Photo credit: Benjamin Wick
While they’ve managed to remain nominally active, releasing something new every few years, The Dandy Warhols have suffered under the law of diminishing returns since their 2000 breakthrough Thirteen Tales from Urban Bohemia. It hasn’t been a steep decline—they were never lofty enough to drop off dramatically—but while they still produce the occasional earworm, they’ve yet to match that album’s back-to-back catchiness. Even if they did, who knows if it’d be as successful in today’s marketplace as Urban Bohemia was then, when the burgeoning garage rock revival created fertile soil for the group’s glammy neo-psychedelic pop, but in any case, the Dandys could certainly use another album like it about now, which makes the new Thirteen Tales from Urban Bohemia Live at the Wonder come off as just a tad desperate.
To be fair, there is the pretext that the new release was recorded during a tour commemorating the 13th anniversary of the original (because it has “Thirteen” in the title, get it?), but it feels less like a longstanding group fondly, justifiably, looking back and more like a good business move from an ever-shrewd band that knows where its bread is buttered, not that the sizable crowd of fans at Turner Hall Ballroom seemed to have a problem with their taking a trip down memory lane, whatever the motivation for it may be. After openers Bonfire Beach, an agreeably jangly So-Cal post-punk outfit with a distinct lack of charisma, the headliners took the stage, looking, as they always do, like a stylist’s idea of how a rock band is supposed to dress, circa 1996.
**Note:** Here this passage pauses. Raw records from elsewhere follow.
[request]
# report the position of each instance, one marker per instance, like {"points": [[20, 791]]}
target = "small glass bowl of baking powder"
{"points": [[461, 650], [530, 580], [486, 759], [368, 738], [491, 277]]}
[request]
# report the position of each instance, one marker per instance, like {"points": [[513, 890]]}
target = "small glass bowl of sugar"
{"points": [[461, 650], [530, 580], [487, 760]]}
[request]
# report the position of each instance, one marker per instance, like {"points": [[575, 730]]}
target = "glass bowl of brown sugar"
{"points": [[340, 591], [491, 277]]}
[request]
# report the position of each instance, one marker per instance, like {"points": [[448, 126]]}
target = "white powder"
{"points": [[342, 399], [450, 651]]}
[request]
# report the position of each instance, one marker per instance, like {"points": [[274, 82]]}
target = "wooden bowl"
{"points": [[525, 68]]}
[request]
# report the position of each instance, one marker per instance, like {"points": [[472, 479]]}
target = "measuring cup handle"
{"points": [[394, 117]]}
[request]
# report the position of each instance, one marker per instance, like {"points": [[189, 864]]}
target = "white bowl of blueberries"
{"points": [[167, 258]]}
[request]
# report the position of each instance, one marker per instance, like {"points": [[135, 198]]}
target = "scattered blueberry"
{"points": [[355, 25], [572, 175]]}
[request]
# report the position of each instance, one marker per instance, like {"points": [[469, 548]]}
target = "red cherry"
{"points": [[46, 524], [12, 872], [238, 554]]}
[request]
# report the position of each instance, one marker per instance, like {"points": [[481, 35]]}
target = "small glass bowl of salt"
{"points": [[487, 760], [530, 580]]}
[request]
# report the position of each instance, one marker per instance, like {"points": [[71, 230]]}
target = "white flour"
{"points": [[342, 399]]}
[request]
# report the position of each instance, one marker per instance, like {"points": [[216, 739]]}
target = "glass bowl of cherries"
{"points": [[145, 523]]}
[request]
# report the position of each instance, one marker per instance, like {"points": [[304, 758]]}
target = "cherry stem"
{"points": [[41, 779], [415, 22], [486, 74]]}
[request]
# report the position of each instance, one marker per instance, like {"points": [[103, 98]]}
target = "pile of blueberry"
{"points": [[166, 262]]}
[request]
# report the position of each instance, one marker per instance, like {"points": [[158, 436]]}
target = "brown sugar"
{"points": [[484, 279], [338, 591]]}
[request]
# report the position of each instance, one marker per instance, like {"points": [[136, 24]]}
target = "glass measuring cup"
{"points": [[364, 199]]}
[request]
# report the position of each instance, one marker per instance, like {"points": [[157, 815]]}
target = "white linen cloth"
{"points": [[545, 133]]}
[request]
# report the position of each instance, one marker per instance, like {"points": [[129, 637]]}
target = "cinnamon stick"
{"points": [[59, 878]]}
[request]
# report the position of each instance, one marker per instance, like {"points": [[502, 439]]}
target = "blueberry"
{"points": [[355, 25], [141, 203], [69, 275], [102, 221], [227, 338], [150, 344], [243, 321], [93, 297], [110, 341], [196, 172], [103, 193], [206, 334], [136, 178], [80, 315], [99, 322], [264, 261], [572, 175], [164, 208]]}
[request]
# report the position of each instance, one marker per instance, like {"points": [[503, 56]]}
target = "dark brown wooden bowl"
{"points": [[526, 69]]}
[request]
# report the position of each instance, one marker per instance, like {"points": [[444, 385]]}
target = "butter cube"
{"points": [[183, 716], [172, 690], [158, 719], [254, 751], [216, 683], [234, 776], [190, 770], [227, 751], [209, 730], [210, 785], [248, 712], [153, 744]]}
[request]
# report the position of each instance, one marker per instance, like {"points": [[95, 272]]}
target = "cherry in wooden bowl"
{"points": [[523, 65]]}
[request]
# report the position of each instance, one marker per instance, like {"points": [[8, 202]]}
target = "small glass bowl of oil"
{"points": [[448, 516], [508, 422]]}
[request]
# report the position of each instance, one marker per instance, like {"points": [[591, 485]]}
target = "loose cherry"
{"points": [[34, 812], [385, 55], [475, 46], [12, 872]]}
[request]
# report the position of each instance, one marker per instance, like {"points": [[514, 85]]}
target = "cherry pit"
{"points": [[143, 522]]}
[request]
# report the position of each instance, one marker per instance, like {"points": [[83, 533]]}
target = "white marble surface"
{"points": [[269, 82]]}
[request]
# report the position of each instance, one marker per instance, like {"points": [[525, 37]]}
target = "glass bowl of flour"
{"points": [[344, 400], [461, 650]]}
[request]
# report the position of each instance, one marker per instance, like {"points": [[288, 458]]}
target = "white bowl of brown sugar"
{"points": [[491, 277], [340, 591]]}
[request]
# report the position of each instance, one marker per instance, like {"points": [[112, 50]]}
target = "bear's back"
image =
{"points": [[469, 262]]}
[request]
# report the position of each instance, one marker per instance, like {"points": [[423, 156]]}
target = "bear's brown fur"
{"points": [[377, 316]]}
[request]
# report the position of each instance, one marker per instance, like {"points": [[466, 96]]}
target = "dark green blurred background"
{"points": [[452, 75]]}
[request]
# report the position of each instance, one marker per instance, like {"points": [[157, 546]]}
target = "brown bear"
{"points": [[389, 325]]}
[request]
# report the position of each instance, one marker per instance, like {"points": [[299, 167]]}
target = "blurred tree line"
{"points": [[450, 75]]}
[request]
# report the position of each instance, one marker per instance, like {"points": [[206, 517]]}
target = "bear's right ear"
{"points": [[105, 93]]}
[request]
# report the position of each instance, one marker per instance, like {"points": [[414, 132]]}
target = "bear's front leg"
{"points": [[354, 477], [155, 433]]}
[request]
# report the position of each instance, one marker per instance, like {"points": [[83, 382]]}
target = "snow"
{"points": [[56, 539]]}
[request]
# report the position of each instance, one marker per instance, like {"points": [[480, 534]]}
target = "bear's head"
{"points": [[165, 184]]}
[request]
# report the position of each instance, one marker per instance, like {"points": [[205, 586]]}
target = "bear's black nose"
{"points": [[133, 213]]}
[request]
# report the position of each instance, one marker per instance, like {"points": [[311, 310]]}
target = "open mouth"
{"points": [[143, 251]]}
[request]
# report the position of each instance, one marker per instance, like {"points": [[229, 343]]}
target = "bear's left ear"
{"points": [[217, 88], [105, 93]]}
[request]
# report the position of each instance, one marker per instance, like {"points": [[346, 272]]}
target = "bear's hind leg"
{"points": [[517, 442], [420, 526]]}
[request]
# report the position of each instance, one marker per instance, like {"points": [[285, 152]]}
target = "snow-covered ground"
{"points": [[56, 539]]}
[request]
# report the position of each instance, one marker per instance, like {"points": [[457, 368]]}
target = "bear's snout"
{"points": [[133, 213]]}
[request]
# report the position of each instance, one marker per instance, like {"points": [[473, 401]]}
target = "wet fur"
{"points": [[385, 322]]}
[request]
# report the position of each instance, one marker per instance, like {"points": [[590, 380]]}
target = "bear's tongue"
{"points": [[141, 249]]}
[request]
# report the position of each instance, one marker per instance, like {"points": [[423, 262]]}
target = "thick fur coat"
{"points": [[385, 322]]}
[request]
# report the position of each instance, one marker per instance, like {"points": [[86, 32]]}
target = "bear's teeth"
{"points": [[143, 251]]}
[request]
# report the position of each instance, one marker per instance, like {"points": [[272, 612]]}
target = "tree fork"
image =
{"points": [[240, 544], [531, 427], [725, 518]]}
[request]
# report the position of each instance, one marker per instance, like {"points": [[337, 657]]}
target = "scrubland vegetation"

Although the setlist contained a few digressions, including an impromptu sing-along rendition of “Every Day Should Be a Holiday” from their 1997 sophomore effort …The Dandy Warhols Come Down, the selections predictably stuck mostly to Thirteen Tales. It was enjoyable, too, since whatever missteps they’ve made over the ensuing years, songs like “Godless,” “Shakin’” and even the overexposed single “Bohemian like You” still hold up well. The bombastic sound, while enhancing the trippier entries, did tend to blot out the vocals, though, and while the lyrics to something like “Horse Pills” aren’t exactly poetry, it would still be nice to actually hear them. Overall the night was kind of conflicting, both a welcome reminder of what made The Dandy Warhols big in the first place and a nostalgic demonstration of why they’re not as big anymore.